Well, readers, I had a real parenting fail recently.
I was cutting the gross stuff off some raw chicken breast while Mikey worked out of an activity book at the kitchen table when the question came out of nowhere: “Mom, how do you spell axe?”
Innocent enough, right?
So, I told him. “A-X-E.”
A moment passed, then, “Mom, whatever happened to Axie.”
Now, if you recall from prior columns, Axie was the name Mikey gave to the pet fish he won at the Patterson Fire Department carnival TWO YEARS ago. He or she lived exactly three and half days before we found it belly up, “sleeping with its eyes open.”
We disappeared him. When the child was at daycare one day, we disposed of Axie and put away the cheap little Amazon tank and just pretended like he didn’t exist. And for a short time it worked! It was truly “out of sight, out of mind.”
About two months later he asked about the fish, and I panicked and said it was at the animal doctor. There was silence for another few months until he asked again, and again I said it was at the veterinarian.
Now, asked for a third time where the darn fish was, I decided it was time to be honest.
“Well, buddy …” I didn’t look at him as I answered. “I’m pretty sure he died. Actually, I’m sure he did.”
“How do you know?”
“The animal doctor told me.”
“Was he sick?”
“No, Mikey. Well, I don’t know, to be honest. But goldfish don’t really live very long.”
A moment of quiet, and then, “Is that because it was junk?”
So, let me explain this statement for you, because I know exactly where it came from …
It is not uncommon for the 6-year-old to win something at the arcade, or talk us into letting him buy something on the cheap, and when he immediately breaks it, both my husband and I tell him “that’s because it’s junk.”

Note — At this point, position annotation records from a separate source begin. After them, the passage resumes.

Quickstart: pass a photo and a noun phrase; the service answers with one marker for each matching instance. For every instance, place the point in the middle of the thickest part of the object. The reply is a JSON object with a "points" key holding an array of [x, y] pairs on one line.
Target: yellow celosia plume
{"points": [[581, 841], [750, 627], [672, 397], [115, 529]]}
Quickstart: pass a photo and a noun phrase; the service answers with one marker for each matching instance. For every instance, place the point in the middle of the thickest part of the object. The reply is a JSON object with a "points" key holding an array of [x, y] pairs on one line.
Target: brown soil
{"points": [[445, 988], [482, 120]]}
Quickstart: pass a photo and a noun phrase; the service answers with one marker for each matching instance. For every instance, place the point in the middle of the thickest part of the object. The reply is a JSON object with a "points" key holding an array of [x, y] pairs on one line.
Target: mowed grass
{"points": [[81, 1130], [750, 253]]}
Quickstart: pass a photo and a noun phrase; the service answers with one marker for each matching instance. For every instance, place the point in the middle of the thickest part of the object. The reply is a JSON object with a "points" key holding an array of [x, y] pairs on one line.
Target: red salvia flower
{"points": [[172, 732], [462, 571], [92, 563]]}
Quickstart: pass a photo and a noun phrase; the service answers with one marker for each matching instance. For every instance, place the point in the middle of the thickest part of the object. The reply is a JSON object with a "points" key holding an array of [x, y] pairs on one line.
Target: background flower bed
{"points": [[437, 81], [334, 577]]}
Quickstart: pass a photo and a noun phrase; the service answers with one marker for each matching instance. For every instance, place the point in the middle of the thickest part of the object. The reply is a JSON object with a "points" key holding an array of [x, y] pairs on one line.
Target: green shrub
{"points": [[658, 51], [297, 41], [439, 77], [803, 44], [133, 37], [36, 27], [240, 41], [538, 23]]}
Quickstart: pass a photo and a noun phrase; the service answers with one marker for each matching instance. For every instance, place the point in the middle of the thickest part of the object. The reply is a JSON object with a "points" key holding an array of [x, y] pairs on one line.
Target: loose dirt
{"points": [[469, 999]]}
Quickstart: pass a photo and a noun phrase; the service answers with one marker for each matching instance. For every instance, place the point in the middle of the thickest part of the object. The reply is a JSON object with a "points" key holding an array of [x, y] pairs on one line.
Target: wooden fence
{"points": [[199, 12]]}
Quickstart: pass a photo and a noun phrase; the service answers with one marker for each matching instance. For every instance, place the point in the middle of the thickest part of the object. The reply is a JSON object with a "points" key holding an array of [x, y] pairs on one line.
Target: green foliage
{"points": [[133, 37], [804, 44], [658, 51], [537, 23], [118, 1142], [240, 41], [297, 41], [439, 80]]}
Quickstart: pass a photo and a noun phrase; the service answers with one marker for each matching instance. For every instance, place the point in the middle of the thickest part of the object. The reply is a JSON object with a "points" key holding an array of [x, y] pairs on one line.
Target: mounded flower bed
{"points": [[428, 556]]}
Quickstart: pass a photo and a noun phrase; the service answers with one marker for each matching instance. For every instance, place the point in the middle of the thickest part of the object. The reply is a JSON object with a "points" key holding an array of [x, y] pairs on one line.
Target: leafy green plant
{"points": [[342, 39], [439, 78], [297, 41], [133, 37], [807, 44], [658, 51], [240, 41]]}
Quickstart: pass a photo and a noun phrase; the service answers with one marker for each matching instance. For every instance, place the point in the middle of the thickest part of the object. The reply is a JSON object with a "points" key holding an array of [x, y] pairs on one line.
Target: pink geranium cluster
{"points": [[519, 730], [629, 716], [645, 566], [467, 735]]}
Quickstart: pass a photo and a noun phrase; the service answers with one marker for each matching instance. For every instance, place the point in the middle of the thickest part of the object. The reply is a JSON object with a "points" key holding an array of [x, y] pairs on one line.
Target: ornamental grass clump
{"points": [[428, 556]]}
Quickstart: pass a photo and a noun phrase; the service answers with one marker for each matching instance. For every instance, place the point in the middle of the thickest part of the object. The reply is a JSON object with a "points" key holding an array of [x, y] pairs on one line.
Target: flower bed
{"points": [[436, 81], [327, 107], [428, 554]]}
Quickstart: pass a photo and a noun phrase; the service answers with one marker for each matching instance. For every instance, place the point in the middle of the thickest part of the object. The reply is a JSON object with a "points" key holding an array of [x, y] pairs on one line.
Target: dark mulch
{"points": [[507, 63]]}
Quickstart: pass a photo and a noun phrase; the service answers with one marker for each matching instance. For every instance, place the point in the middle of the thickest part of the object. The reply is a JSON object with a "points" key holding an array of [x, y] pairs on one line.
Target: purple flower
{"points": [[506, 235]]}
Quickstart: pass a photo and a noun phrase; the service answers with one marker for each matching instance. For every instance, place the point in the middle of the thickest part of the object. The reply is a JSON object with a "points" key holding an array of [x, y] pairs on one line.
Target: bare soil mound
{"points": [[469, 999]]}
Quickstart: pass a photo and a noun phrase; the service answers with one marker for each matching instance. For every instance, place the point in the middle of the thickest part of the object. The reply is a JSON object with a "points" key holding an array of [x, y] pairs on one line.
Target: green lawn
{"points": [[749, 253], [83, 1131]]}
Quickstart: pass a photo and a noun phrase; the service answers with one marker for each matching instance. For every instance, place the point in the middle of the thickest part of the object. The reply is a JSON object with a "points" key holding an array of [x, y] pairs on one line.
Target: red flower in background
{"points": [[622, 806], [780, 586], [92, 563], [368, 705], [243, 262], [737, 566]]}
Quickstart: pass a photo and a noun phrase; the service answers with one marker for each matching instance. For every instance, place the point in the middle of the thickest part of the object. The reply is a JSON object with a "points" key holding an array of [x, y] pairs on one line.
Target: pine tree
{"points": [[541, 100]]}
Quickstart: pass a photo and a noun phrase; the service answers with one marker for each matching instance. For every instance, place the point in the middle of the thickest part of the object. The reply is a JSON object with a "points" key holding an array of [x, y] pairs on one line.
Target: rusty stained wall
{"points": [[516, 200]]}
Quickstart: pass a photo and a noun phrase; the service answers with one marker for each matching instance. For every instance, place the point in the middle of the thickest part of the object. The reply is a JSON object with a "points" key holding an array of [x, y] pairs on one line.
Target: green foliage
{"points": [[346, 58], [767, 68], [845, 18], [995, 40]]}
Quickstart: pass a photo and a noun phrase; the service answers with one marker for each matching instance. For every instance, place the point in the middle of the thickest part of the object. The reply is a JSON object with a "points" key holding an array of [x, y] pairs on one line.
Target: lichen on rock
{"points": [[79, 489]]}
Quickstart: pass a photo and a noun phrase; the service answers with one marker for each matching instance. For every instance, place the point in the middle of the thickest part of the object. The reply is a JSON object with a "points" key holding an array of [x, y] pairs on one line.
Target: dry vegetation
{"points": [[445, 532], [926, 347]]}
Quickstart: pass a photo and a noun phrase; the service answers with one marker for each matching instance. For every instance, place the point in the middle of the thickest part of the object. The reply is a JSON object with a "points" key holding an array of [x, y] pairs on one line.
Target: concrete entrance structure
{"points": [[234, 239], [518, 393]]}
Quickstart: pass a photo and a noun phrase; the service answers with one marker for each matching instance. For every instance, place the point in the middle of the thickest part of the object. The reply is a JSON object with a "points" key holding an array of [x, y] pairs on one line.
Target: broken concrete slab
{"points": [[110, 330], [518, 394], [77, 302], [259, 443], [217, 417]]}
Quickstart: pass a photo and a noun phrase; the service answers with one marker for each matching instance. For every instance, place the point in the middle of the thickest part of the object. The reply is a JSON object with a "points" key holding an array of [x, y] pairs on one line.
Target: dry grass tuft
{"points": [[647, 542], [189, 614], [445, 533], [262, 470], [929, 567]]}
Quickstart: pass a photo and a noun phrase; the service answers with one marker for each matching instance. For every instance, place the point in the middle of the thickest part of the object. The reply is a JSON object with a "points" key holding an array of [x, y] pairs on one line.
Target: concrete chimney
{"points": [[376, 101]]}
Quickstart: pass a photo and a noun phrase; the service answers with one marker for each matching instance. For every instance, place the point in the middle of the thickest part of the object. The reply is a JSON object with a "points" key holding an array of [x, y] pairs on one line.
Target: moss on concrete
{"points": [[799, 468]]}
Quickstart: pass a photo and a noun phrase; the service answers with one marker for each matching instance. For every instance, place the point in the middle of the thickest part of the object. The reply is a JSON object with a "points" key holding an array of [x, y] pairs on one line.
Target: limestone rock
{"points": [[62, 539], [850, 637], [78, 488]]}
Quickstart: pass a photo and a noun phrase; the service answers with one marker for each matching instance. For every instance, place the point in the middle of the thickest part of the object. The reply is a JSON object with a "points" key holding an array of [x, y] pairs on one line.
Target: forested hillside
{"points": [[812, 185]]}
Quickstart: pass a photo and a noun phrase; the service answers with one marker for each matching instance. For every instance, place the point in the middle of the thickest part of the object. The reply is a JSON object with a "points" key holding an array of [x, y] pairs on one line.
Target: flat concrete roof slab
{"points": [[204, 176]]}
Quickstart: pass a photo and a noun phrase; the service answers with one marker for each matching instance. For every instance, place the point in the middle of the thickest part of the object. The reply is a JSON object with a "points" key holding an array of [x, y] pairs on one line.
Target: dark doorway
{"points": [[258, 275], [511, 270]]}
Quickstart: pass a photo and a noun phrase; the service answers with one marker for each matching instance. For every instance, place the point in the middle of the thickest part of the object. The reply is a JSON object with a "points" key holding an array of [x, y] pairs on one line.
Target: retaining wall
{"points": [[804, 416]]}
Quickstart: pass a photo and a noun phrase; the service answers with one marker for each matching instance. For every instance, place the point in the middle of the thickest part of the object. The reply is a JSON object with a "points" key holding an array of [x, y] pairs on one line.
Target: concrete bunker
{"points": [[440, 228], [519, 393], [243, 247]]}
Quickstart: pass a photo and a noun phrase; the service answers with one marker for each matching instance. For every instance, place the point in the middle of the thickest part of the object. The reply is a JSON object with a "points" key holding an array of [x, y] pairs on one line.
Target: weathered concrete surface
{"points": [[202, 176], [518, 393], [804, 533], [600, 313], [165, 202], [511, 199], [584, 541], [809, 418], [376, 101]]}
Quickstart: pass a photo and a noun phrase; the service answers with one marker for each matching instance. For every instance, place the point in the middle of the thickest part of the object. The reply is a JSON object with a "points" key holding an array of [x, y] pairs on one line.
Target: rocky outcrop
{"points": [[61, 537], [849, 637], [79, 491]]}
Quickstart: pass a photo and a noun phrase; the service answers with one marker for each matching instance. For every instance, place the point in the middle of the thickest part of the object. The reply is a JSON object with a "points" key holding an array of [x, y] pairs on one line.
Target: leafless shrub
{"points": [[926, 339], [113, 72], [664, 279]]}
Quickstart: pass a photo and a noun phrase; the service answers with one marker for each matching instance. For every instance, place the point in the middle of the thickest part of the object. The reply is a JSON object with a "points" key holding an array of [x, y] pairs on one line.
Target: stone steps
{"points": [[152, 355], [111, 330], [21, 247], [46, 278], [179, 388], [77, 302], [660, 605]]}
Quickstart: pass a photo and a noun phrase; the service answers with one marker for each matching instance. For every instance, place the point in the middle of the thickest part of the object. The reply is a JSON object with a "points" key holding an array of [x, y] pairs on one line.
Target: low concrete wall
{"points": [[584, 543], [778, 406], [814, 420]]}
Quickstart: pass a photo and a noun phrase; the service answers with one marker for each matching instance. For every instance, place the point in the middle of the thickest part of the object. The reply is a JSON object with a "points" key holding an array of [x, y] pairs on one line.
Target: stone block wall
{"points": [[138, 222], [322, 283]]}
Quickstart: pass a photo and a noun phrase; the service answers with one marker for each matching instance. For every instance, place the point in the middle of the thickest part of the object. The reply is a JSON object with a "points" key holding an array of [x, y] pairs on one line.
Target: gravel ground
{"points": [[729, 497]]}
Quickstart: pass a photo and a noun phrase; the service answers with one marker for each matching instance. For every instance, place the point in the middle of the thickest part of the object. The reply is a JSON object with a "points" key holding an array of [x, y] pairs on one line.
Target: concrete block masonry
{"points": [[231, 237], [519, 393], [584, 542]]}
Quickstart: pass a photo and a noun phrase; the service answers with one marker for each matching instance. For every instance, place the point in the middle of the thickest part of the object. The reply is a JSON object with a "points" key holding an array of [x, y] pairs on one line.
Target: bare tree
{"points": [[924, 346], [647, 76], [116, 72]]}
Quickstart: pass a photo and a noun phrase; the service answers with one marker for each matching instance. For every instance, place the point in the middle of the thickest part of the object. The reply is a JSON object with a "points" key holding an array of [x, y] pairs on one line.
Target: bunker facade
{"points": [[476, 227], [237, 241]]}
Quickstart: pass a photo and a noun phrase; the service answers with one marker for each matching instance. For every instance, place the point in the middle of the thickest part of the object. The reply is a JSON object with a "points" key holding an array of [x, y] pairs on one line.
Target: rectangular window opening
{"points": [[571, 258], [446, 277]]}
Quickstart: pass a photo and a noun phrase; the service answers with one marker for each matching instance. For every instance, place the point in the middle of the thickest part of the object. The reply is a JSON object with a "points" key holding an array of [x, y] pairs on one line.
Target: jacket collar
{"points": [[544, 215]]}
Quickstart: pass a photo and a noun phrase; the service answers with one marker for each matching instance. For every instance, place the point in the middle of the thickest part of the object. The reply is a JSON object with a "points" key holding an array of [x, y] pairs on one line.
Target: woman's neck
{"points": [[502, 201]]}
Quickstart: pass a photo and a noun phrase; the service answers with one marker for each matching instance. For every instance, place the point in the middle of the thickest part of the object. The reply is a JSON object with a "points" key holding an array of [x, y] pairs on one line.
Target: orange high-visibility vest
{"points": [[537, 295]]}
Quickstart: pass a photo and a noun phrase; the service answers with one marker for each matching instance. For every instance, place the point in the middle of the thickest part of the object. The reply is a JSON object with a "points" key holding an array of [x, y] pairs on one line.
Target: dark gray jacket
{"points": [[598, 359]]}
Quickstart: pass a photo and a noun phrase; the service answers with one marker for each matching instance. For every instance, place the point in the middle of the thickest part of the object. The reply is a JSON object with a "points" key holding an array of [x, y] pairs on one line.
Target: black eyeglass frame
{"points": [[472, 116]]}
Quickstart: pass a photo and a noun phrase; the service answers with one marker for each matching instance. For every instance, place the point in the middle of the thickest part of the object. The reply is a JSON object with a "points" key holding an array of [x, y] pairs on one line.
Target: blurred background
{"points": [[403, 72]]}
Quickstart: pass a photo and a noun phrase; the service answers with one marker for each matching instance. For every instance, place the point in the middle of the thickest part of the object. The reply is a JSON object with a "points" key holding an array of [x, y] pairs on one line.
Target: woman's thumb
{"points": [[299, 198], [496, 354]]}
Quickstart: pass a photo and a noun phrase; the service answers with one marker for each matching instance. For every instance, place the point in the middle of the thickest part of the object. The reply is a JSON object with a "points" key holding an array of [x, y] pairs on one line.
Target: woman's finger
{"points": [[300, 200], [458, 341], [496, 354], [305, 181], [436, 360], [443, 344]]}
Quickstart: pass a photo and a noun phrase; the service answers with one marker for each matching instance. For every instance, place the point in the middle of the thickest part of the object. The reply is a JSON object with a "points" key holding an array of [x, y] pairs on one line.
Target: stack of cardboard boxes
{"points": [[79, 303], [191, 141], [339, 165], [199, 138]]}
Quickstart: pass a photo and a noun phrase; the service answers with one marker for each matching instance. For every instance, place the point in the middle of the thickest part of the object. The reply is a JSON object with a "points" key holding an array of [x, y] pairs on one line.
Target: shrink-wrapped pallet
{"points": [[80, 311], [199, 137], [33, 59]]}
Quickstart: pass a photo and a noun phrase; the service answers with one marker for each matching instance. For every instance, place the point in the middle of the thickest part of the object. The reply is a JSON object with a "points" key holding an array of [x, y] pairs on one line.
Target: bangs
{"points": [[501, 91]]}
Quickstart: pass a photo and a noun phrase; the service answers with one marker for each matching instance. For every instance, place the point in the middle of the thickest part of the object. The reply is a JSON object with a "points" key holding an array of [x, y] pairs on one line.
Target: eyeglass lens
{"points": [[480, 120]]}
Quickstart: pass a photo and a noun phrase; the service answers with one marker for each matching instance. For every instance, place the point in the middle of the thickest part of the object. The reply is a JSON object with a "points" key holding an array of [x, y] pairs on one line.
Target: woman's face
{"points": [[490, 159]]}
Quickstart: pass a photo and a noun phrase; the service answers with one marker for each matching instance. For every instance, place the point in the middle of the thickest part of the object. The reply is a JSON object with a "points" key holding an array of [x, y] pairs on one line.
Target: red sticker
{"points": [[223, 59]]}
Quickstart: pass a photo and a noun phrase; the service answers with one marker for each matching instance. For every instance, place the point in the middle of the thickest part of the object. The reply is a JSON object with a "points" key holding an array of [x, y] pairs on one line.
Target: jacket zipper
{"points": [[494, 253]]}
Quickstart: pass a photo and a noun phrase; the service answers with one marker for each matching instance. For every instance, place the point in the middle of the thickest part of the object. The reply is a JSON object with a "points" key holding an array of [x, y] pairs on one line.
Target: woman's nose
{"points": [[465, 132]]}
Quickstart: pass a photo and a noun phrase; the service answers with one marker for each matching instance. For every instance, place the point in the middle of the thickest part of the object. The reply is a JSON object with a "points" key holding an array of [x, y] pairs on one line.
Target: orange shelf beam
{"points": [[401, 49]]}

We try to explain to him that instead of wasting $20 at the arcade winning enough tickets to get a kazoo, he could save that money and buy a legit toy at Walmart. But, obviously, that’s not nearly as entertaining for a kid.
And so he ends up with some little plastic toy that he breaks before we even get home and my husband or I yell to him in the backseat, “That’s because it’s junk.”
Fast forward to me trying to explain to him that a fish doesn’t have a long lifespan, and he relates to it being “junk.”
Oh, dear.
I said, “No, Mikey. It’s not junk. It’s a living thing and it is actually kind of sad that he (I took the liberty to give it a gender) died. But things die. Plants die and pets die, and even people die. Like Nonna. Remember her?”
He probably doesn’t remember Nonna because we tried to disappear her, too. We are terrible parents …
The questions continued.
“Did you flush him?”
“No.” Lie – I definitely flushed him. “We took him to the lake.” I don’t know why I felt the need to fib about that. Clearly, he heard from somewhere that dead fish get flushed, since he asked. But I panicked!
“So, why did he die, if he wasn’t sick?”
“Well, Mikey, sometimes fish just … die.”
“Was the water dirty?”
“Maybe.”
“Because we didn’t clean it.”
“No. Well, maybe. But it’s not our fault. It just happens.”
“Did we not feed him enough?”
“No! It wasn’t anyone’s fault. These things just happen.” My heart was officially breaking for the kid, so I offered up the first thing that came to my mind. “Do you want to get a new fish?”
An immediate, “No.”
Then it was me pausing, before asking, “Why not.”
“Because they’re junk.”
Another pause. “Yeah … Yeah, bud. They are junk.”